Our true, spiritual self, the being who is God’s very own expression, can’t be separated from good and doesn’t include anything that isn’t good. As we read in the Bible, “Neither death, nor life, nor angels, nor principalities, nor powers, nor things present, nor things to come, nor height, nor depth, nor any other creature, shall be able to separate us from the love of God” (Romans 8:38, 39).

So what had happened? I’d been fooled into identifying with self-doubt as though it were an aspect of my nature. But my true being as the child or offspring of God—naturally endowed only with goodness—was completely Godlike. The feelings of inadequacy had come from a misunderstanding of who I am. Inadequacy had never actually been part of me and is never part of any of us, God’s perfectly complete creation. In cheating, I had not been acting in accord with the reality of my true being.

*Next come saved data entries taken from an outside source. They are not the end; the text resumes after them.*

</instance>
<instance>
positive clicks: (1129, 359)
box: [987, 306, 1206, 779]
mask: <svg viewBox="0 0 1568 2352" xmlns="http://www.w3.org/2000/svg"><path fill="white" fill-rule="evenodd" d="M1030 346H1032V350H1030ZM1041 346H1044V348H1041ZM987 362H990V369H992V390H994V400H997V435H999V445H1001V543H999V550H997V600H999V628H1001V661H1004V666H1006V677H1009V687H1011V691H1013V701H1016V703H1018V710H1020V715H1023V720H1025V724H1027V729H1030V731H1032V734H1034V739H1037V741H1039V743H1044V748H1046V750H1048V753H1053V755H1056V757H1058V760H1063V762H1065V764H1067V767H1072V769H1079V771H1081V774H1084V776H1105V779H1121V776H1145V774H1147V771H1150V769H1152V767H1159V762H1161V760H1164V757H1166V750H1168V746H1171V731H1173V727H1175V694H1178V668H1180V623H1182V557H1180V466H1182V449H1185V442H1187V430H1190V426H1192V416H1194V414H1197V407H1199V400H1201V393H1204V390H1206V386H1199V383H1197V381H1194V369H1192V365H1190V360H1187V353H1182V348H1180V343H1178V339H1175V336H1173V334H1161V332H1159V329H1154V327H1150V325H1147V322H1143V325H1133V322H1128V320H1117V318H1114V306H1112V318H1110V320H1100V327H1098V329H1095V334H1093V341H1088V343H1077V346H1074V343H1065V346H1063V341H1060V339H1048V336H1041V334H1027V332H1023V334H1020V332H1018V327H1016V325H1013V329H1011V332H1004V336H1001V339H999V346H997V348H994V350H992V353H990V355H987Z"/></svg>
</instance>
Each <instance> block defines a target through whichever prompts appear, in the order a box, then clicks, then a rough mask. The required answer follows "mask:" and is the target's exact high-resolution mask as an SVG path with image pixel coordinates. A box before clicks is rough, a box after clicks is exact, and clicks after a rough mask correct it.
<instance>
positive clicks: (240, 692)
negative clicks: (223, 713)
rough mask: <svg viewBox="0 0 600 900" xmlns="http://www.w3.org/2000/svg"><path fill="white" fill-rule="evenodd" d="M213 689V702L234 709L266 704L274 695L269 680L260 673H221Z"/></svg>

Although in that moment I didn’t fully comprehend my inherent spiritual and complete nature as the expression of God, good, the power of this truth began to permeate my consciousness. I saw there was no wiggle room for error, that we are all God’s perfect reflection, and that this meant I could demonstrate honesty, intelligence, forthrightness, goodness. 

This insight, like the morning dawn, emerged gradually and irresistibly in my thought. The mesmerizing fear of not being able to measure up, and the sense that I needed to act dishonestly (that was engendered by this false view), began to lift.

Science and Health states, “Honesty is spiritual power” (p. 453). I felt this strength rising up within me. The clarity I was gaining about who man truly is, and our absolute ability to live in accord with this spiritual identity, brought with it the moral courage to face up to what I’d done.

My first step was to come clean with my professor. I called and asked to see him. I said I realized what I’d done was wrong, and made no excuses. He explained that I had violated the college’s code of conduct and could be expelled. Somehow the possibility of this extreme outcome hadn’t occurred to me, but I knew the most important thing right then was to act in accord with—to be true to—who I was as God’s likeness.

I felt deeply humbled by this opportunity to turn to God to learn more about what He knew me to be and to express qualities such as honesty and humility. Then, the professor said that he knew I’d learned a valuable lesson and recommended I stay in school.

As I walked back to my dorm, I was grateful to the professor for seeing and respecting my sincere desire to be honest and forthright. But more than this, I felt sobered by the huge spiritual lesson I had learned: My only identity is in how God made me—spiritual, with integrity, perfect.

The spiritual insights I gained from this experience, learning more about what it meant to “be myself,” supported me through the whole year as I continued to learn and grow. I excelled in a couple of classes, and several new friendships developed. Later, I felt impelled to return to my home state, where I graduated from a prestigious university. There, too, what I had learned enabled me to be a more contributing member of the campus community—including joining the Christian Science Organization (CSO). Bringing a standard of honesty and reliance on God strengthened both my academic work and the CSO’s efforts to bless the wider campus community.

So what does it mean to “be oneself”? I began to learn—and am still learning—that it starts with knowing who we are. We may sometimes feel inadequate, but Christ Jesus’ life showed what is possible for everyone to know and put into practice in our lives—that as the child of God, Spirit, we’re each endowed with Christly qualities and capacities that are the actual substance of all true being. Our Christlike nature means we include all we need within ourselves as God’s likeness, and this understanding impels us to be and do good. 

When we define who we are on human performance or on what others think of us, we may not act in accord with our true nature; but when we are clear about our identity as God’s, Spirit’s, loved idea, we realize we have the courage and ability to be true to who we are, to what God naturally made us to be.